Bu defa Alini, Şiyara verip Alp'i kucağıma aldım. "Bizimkilere haber verdi mi?" Diye sordum hemen. "Verdim verdim hastaneye geleceklerdi ama izin vermedim birkaç saate taburucu olacağız çünkü. Alaz ile anahtarı gönderdim hepsi bizde bizi bekliyor" diye açıklamada bulundu Şiyar.

 

Alp de karnı doyar doymaz uyuya kaldı. Şiyar ikisini de alıp hemen yanımızdaki beşiklere koydu. Daha sonra gelip yine yanıma oturdu.

 

"Bana babalık duygusunu yaşattığın için sana çok teşekkür ederim hatunum" dedikten sonra eğilip anlımdan öptü. "Bana annelik duygusunu yaşattığın için bende sana çok teşekkür ederim" dedim bende.

 

"Sen biraz uyu dinlen ben hemen çıkış işlemlerini halledip geleyim. Kendini iyi hissetmiyorsan bir gece burada kalalım ama. Canan abla taburcu ola birlirsiniz dedi ama sen kendini nasıl hissediyorsun" diye sordu Şiyar.

 

"İyim iyi sen çıkış işlemlerini hallet de bir an önce gidelim evimize" dedim hemen. Boş yere hastanede kalmaya gerek yoktu. "Tamam Ferzan abi ve Dilçem yenge de gelir şimdi zaten" diyen Şiyar odadan çıktı.

 

Bende uzandığım yerden uyumakta olan çocuklarıma bakmaya başladım. Anne olmasını beceremeyen birinin kızı olarak anne olmuştum. Nasıl da doğduğu gibi beni başkalarının üzerine atmıştı anlamıyorum.

 

Ben şuan asla ama asla çocuklarımdan ayrı kalamazdım. İkisinden biri benden gitse nefesiz kalırdım.

 

Beni düşüncelerimden çekip alan açılan kapı oldu. "Niye sırıtıyorsun" dedim odaya giren Şiyara.

 

"Baba oldum kızım ben sırıtmayayım da kim sırıtsın" dedi Şiyar çocukların baş ucunde durarak. "Yok Şiyar bu başka bir gülüş ben bilirim seni tanıyorum" dedim hemen.

 

"Çocuklarım temmuz ayının 19 da doğdu yani 7. Ayın 19 dokuz bu da 19.07 oluyor Fenerbahçenin kuruluş tarihi.

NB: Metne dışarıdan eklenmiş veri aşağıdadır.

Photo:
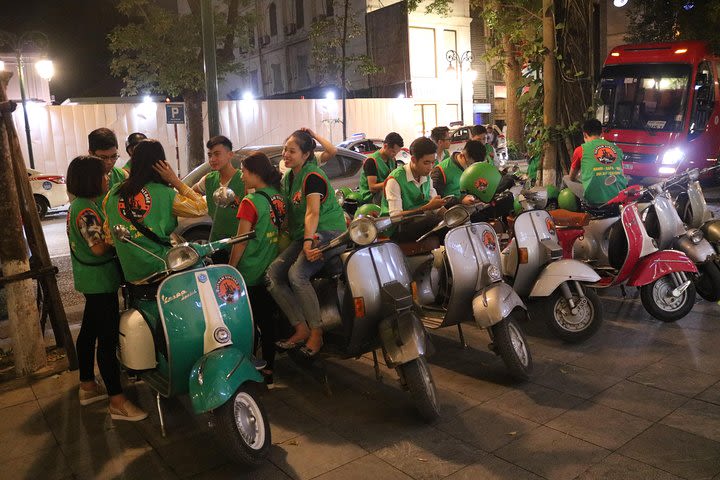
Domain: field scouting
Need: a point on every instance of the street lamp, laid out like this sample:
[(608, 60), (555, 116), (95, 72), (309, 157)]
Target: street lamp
[(20, 43), (461, 60)]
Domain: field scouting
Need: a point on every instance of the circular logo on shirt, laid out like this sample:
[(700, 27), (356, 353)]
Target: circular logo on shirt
[(605, 155), (228, 288), (139, 206)]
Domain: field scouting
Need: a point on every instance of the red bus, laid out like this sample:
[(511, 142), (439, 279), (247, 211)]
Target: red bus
[(659, 103)]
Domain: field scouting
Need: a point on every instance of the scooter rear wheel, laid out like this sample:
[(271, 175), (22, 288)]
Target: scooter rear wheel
[(658, 301), (510, 343), (243, 427)]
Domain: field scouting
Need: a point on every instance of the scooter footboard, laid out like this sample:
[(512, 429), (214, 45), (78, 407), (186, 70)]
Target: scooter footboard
[(216, 376), (495, 302), (561, 271), (402, 337)]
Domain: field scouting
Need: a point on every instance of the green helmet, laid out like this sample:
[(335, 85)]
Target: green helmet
[(481, 180), (568, 200), (369, 209)]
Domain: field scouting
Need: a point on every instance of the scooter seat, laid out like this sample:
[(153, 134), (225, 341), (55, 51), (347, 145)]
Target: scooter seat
[(566, 218), (426, 245)]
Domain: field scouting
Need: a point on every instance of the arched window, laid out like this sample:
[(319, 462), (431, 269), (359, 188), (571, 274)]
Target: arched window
[(299, 13), (273, 19)]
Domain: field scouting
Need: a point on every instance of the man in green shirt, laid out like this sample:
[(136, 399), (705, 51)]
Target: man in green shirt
[(378, 166), (598, 162), (102, 143), (225, 222), (441, 137)]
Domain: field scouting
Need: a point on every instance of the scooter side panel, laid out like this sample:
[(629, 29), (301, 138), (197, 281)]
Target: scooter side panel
[(470, 250), (659, 264), (181, 311), (562, 271)]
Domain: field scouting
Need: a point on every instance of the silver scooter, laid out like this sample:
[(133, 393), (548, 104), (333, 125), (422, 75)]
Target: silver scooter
[(533, 263), (462, 280)]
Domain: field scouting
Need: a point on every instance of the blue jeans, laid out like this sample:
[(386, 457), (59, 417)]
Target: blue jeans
[(288, 280)]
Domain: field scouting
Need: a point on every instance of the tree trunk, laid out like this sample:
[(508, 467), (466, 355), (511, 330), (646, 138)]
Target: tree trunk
[(28, 346), (550, 88), (512, 76), (193, 117)]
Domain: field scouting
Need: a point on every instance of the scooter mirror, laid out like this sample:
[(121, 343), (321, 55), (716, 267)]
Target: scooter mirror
[(121, 232), (224, 197)]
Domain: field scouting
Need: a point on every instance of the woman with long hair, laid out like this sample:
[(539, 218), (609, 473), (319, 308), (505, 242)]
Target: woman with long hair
[(262, 211), (148, 204), (315, 217), (97, 277)]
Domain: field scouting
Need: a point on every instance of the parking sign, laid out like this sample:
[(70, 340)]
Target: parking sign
[(175, 113)]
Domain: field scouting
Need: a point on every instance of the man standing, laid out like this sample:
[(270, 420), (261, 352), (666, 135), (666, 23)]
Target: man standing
[(599, 164), (378, 166), (223, 174), (441, 137), (102, 143)]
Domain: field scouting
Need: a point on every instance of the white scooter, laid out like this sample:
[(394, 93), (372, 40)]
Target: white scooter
[(533, 263)]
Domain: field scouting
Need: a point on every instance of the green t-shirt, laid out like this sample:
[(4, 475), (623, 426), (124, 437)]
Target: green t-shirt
[(413, 196), (152, 207), (383, 170), (224, 219), (332, 216), (92, 274), (263, 249), (600, 160)]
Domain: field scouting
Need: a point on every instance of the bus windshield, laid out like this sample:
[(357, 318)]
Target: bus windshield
[(650, 97)]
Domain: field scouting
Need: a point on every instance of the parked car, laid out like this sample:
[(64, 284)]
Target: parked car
[(343, 170), (49, 191)]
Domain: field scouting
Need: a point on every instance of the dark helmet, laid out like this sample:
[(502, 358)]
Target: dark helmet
[(134, 139)]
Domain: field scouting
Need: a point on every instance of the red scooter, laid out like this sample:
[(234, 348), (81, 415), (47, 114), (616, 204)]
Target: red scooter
[(613, 239)]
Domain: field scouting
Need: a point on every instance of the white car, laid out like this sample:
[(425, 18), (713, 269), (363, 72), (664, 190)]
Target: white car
[(49, 191)]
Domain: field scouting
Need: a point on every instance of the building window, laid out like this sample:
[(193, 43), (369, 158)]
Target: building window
[(423, 58), (273, 19), (277, 78), (300, 13)]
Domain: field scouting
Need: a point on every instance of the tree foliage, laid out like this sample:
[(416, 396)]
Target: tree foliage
[(667, 20)]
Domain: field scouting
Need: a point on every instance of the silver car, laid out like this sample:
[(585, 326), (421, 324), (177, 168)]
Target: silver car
[(343, 170)]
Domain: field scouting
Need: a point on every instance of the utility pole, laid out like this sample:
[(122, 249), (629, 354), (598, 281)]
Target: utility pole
[(28, 346)]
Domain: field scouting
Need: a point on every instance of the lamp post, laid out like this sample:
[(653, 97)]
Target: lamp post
[(461, 59), (19, 44)]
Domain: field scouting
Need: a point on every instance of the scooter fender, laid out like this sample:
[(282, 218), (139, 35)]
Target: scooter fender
[(216, 376), (560, 271), (402, 337), (658, 264), (495, 302), (697, 252)]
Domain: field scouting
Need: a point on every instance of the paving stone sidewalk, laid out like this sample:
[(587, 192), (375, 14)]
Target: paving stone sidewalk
[(640, 400)]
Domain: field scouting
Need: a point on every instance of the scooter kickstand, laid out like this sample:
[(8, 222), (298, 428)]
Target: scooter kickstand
[(463, 343), (160, 414), (378, 375)]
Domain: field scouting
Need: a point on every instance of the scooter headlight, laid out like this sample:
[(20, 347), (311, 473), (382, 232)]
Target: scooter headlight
[(673, 156), (182, 257), (363, 231), (695, 235)]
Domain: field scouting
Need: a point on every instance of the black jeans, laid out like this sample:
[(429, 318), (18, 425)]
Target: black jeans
[(266, 315), (101, 321)]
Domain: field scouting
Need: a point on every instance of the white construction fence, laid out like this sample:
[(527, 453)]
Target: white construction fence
[(59, 132)]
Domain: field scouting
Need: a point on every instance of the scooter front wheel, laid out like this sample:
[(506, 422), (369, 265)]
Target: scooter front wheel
[(418, 380), (243, 427), (509, 342), (576, 324), (658, 299)]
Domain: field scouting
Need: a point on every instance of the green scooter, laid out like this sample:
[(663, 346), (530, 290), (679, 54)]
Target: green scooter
[(191, 331)]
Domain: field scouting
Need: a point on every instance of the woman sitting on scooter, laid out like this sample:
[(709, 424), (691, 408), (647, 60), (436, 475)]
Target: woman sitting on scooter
[(148, 204), (262, 211), (97, 277), (315, 217)]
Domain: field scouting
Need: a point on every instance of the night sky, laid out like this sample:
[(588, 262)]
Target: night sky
[(77, 31)]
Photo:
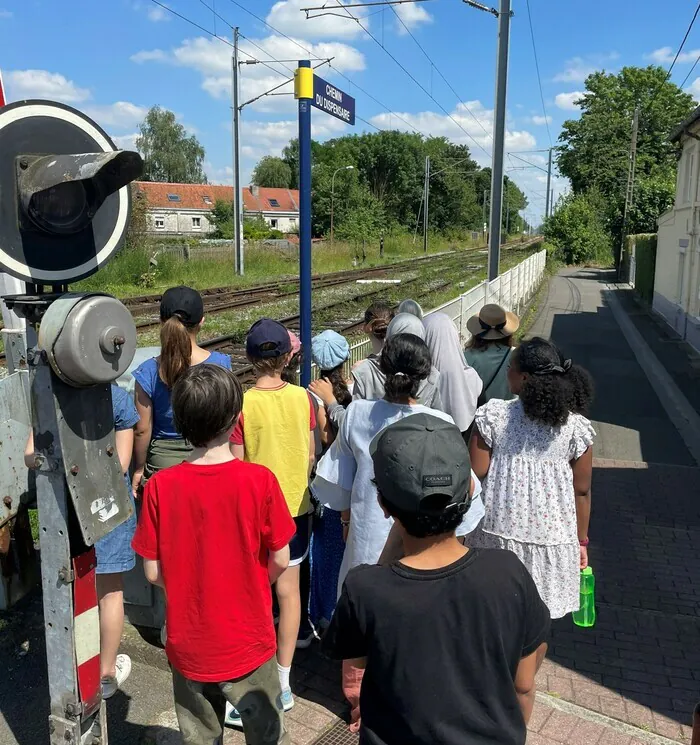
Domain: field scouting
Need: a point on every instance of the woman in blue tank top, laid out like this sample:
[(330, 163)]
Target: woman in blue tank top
[(157, 443)]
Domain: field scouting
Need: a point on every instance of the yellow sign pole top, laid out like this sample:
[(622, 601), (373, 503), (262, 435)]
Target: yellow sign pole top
[(303, 82)]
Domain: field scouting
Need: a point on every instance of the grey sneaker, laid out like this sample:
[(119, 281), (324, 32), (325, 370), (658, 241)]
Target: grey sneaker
[(111, 684)]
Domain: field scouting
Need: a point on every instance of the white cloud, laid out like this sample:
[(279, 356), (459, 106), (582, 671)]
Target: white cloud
[(665, 55), (44, 84), (567, 101), (158, 14), (126, 142), (287, 15), (152, 55), (119, 115), (694, 89), (211, 58), (219, 174), (440, 125), (412, 15)]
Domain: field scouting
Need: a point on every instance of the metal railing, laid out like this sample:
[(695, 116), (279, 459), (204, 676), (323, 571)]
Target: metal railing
[(511, 290)]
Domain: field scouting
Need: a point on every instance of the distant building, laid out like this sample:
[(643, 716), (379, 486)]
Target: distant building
[(183, 209), (677, 279)]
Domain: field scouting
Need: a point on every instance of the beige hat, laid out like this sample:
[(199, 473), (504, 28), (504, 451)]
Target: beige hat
[(493, 322)]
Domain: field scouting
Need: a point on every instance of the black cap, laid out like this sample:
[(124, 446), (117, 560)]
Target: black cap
[(183, 302), (266, 339), (420, 457)]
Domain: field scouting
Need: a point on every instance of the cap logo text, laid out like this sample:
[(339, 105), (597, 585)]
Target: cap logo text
[(437, 480)]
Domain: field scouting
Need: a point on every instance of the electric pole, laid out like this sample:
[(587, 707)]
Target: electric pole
[(237, 196), (629, 193), (549, 184), (499, 133), (426, 197)]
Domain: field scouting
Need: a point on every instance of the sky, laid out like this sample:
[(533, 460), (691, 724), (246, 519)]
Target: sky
[(425, 66)]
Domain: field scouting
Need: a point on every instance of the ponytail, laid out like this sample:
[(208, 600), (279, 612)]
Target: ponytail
[(175, 350), (405, 362), (341, 392)]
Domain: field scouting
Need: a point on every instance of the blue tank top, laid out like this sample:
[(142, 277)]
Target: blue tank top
[(146, 375)]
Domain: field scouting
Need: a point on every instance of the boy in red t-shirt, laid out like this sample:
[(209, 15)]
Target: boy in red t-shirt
[(214, 533)]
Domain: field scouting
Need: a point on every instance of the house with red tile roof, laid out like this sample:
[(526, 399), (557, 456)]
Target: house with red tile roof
[(183, 209)]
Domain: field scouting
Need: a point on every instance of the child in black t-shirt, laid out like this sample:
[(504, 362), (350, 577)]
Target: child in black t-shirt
[(451, 637)]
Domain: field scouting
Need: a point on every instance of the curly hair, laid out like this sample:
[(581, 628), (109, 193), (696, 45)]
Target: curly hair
[(405, 361), (554, 387)]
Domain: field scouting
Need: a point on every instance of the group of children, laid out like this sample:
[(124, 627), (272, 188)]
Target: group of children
[(368, 475)]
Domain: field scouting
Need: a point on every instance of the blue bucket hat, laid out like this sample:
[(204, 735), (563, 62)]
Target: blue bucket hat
[(329, 349)]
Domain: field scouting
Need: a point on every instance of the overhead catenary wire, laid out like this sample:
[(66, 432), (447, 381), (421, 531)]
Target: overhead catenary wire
[(308, 51), (433, 66), (685, 38), (537, 68), (415, 80)]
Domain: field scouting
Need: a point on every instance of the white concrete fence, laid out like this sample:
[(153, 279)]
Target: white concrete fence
[(512, 290)]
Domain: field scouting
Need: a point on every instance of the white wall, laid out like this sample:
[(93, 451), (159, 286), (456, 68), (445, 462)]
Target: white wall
[(180, 222), (677, 278), (187, 222)]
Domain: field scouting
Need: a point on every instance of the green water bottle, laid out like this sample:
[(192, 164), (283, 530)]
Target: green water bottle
[(585, 615)]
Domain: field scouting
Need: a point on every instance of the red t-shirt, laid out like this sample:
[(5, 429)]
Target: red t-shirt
[(211, 527)]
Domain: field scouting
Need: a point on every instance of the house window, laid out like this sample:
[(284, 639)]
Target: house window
[(681, 277), (688, 180)]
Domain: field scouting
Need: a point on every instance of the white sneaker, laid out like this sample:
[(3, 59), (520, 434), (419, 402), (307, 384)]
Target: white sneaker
[(111, 684)]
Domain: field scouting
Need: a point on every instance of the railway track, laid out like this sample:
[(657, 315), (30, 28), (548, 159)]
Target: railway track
[(219, 299)]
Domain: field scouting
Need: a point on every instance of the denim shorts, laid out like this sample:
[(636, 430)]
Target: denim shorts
[(114, 552)]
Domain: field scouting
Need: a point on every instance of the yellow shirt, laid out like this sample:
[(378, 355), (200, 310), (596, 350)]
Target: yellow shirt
[(275, 427)]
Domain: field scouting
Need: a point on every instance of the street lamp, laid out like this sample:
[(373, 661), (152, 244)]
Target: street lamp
[(342, 168)]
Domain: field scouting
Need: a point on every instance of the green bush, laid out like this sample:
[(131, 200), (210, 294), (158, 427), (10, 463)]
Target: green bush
[(645, 260), (578, 230)]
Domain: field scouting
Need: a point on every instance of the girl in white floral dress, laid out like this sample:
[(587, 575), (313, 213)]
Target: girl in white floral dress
[(534, 455)]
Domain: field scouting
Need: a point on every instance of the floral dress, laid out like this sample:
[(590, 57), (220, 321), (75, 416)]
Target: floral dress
[(529, 497)]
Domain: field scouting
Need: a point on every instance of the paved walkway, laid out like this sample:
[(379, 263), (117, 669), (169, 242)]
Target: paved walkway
[(633, 679)]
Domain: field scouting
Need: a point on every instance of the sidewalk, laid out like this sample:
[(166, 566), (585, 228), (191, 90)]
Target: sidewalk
[(632, 679), (640, 664)]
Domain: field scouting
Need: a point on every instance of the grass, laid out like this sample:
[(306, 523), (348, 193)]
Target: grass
[(131, 271)]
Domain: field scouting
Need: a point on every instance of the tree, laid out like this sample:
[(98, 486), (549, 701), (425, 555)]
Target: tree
[(594, 153), (578, 229), (169, 154), (272, 172)]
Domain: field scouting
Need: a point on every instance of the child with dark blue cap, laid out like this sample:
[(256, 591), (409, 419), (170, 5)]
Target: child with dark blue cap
[(276, 429)]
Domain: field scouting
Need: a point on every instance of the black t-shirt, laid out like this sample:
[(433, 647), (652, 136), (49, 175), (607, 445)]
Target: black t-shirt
[(442, 648)]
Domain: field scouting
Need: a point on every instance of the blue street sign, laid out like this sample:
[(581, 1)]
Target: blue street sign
[(333, 101)]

Aslan evlatlarım çok güzel bir tarihte doğdu" diyen Şiyara inanamayarak baktım.

 

"Şiyar ya buna nasıl dikkat ettin" dedim hayret edercesine. "Ederim tabi Fenerbahçe benim her şeyim" dedi bu defa Şiyar. O sırada kapı açıldı içeriye ablam ve Ferzan enişte girdi.

 

"Avzem hayırlı olsun bitanem nasılsın" diyen ablam direk gelip bana sarıldı. "Teşekkür ederim abla iyiyim çok şükür" dedim hemen. Bende ayrılıp bebeklerin yanına gitti. "Ama bunlar çok güzel hayatımıza hoş geldiniz teyzelerinin canları" dedi ablam.

 

"Hayırlı olsun" diyen Ferzan enişteye Şiyar ile beraber sağol dedik. "E Avzem senin üzerini değiştirip çıkalım herkes bizi bekliyor" dedi bu defa ablam. Kafam ile onu onayladım.

 

"Şiyar puset falan arabada kaldı kızlar toplanana kadar biz de onları alıp gelelim" diyen Ferzan abi üzerine Şiyar ve Ferzan abi çıkıp gitti.

 

Ablamın yardımı ile üzerindeki hastane elbisesini indirip pijama takımı giydim. Ablam eşyalarımı topladı. Bizim işimiz bitince Şiyarlar da geldi.

 

Çocukları alıp pusetlerine koydular. Şiyar pusetleri ikisini de eline aldığında gözlerim dolu dolu onlara baktım. Bundan daha eşsiz bir manzara olamazdı.

 

Şiyar pusetlerin ikisini de Ferzan abiye verdi. Ablam da çantaları aldı. "Gel bakalım buraya küçük anne" diyen Şiyar da gelip beni kucağına aldı. "Kendim yürüye bilirim ayrıca küçük anne ne?" Dedim hemen.

 

"Yürüyemezsin ayrıca küçüksün" dedi Şiyar yürümeye başlayarak. Önden ablamlar arkasından da biz gidiyorduk. "Küçüksem neden evlenip birde üstüne çocuk yaptın" dedim bu defa.

 

"Sen benim küçüğümsün evlenirim de çocuk da yaparım" dedikten sonra anlımdan öptü. "Neden sürekli alnımdan öpüyorsun" diye sordum bu defa merak ile.

 

"Çünkü sen benimsin sen benim helalimsin sen benim aşkımın vücut bulmuş halisin çünkü sen benim ruhumun bir parçasısın. Benimsin kadın analdın mı?" Dedi son cümlesine vurgu yaparak.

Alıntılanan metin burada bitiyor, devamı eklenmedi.